The Making of Meltaway Salad

P1320870To satisfy time after time, a salad needs to be complex.  Even cows seek out variety, chomping on dandelions, daisies, and other bits of herbal spice to enrich their diet of plain old verdure.  We humans can do so much more, especially if, like me, we live a few steps from the famous Monterey Market, a sort of everyday farmer’s market with local produce from around the world.  It’s no problem mixing organic baby greens from a greenhouse a mile away with fresh turmeric from Thailand. And the back yard contributes mustard greens and a Japanese kale.  My salad palette takes the orchestra as model.  There need to be high notes, middle notes, and low notes.  There needs to be sweet, middling, and bitter.  There needs to be soft and also crunchy, and you absolutely have to have a vivid palette of colors.  I’m particularly fond of root vegetables, raw, both for the trace minerals that the body needs and for their exotic, earthy tang. It’s the simultaneous mouth experience of these contradictories that satisfies and pleases, again and again.

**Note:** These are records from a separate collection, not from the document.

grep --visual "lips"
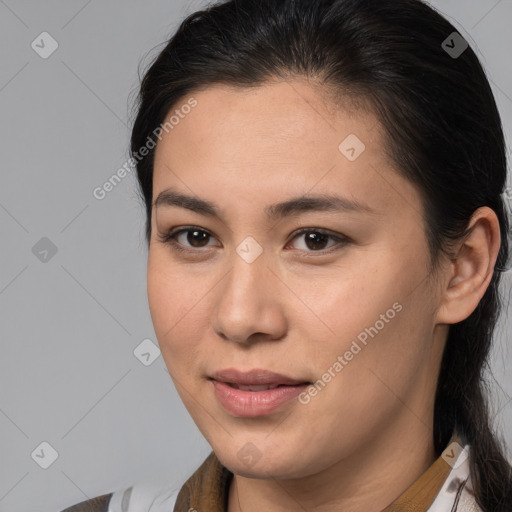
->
[211,368,310,391]
[209,368,310,418]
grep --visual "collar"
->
[174,433,469,512]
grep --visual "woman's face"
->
[148,80,446,479]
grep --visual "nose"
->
[212,247,287,345]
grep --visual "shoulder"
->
[61,493,112,512]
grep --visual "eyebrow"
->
[153,188,377,220]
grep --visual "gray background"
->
[0,0,512,512]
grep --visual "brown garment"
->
[62,493,112,512]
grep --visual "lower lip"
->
[211,380,307,418]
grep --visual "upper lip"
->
[211,368,309,386]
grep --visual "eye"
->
[158,226,350,253]
[286,228,349,252]
[158,226,219,251]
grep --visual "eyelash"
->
[157,226,351,256]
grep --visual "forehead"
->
[154,80,415,220]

I had fun making and editing this video, The Making of Meltaway Salad.  It took a couple of hours to do all the washing, peeling and slicing, but thanks to a video editing program, you get to see my lightning knife dispatch it all in about one minute.  (Yes, I still have all my fingers!)  Johann Sebastian B. provided the accompaniment for the frantic first half of the film;  his Goldberg Variations are often mislabeled a lullaby, but there’s nothing soporific about this selection.  In the second half, the verdant opus is composed on a canvas consisting of a shining bowl.  It proceeds smoothly to the strains of Schubert, performed by an eight-piece ensemble in which my cousin-in-law Tom Morrison is the bassoonist.  Altogether in less than three minutes you see an afternoon of effort that provides almost a week of healthy and delicious nutrition.

“Eat this salad twice a day, and your pounds will melt away.”